The deal is Unilever Ventures’ first with a direct-to-consumer luxury skincare brand, and demonstrates the appeal of natural products and digital business models that propelled the likes of Warby Parker, Everlane and Dollar Shave Club, now owned by Unilever, to beauty industry investors.
Unilever Ventures has poured an estimated €450 million into some 40 startups since its establishment in 2002. It concentrates on digital and beauty companies in the US, Europe and Asia with investments ranging from 5 percent to controlling shares.
“True Botanicals ticked a lot of boxes for us: an early, but demonstrable high growth trajectory, a great founding management team, an authentic brand with a distinctive positioning as well as an innovative, digitally native business model,” said Olivier Garel, the London-based head of ventures at Unilever Ventures, continuing, “From a business perspective, the direct distribution enables the company to invest much more than has been traditional in the product quality and the shopping experience.”
Mats Lederhausen, managing partner of investment firm Be-Cause, former managing director of McDonald’s Ventures and former chairman of Chipotle Mexican Grill Inc., participated along with lead investor Unilever Ventures in True Botanicals’ seed round. He envisions the brand, which developed an online quiz to tailor product suggestions for individual skin concerns and characteristics, putting the money toward enhancing its technology. “Through the use of personalised diagnostics coupled with smart video and information, we can deliver a much more personal touch to helping people navigate the usage of products,” he said. “Think of it as a digital assistant.”
The direct distribution enables the company to invest much more... in the product quality and shopping experience.
Hillary Peterson started True Botanicals in 2014 after six years as CEO at skincare brand Marie Veronique. Previously a marketing executive at Levi Strauss & Co., Peterson switched career paths from apparel and retail to natural skincare after a thyroid cancer diagnosis caused her to scrutinize the products she’d been using on her body and face.
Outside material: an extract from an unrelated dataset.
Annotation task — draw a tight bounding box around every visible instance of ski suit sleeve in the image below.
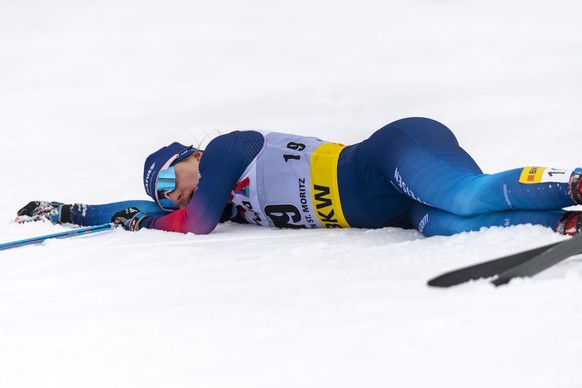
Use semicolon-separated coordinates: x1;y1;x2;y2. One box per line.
144;131;264;234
A year ago, Christina Mace-Turner joined True Botanicals as partner and CEO to evaluate funding opportunities, revamp the brand’s website and build digital infrastructure to fuel sales. True Botanicals is headquartered in Mill Valley, California.
“We have a very mission-driven business and culture. We are focused on eradicating the practice of selling toxic products,” said Mace-Turner, noting that True Botanicals holds a Made Safe certification validating its ingredients’ non-toxic status. “Our goal is not just to be a little company that grows big and makes a lot of money. We are trying to change an industry and, if you want to change an industry, you have to work with the people who control it. Our experience with Unilever is that they are very supportive. They recognised we are different from a lot of brands they are invested in, and that’s why they were interested in us.”
True Botanicals is available at Barneys New York and natural beauty retailer Follain, but Mace-Turner doesn’t anticipate brick-and-mortar sales ever exceeding 20 percent of its turnover. The brand’s assortment features nearly 50 products priced from $34 to $375, and includes collections for normal and acne-prone skin, as well as rosacea. True Botanicals expanded into haircare in 2016, and shampoo and conditioner quickly became bestsellers. Additional bestsellers are Cellular Repair Serum, Vitamin C Booster and Pure Radiance Oil.
Neither Mace-Turner nor Garel would disclose True Botanicals’ annual sales, but Garel said the brand and LXMI, another California skincare brand Unilever Ventures recently invested in, are on the small side to receive backing from Unilever’s venture-capital offshoot. “True Botanicals and LXMI are stretching our model,” explained Garel. “We work in seed-stage investment very selectively. We need to fall in love with the brand and the founders. It wasn’t that difficult with True Botanicals and LXMI.”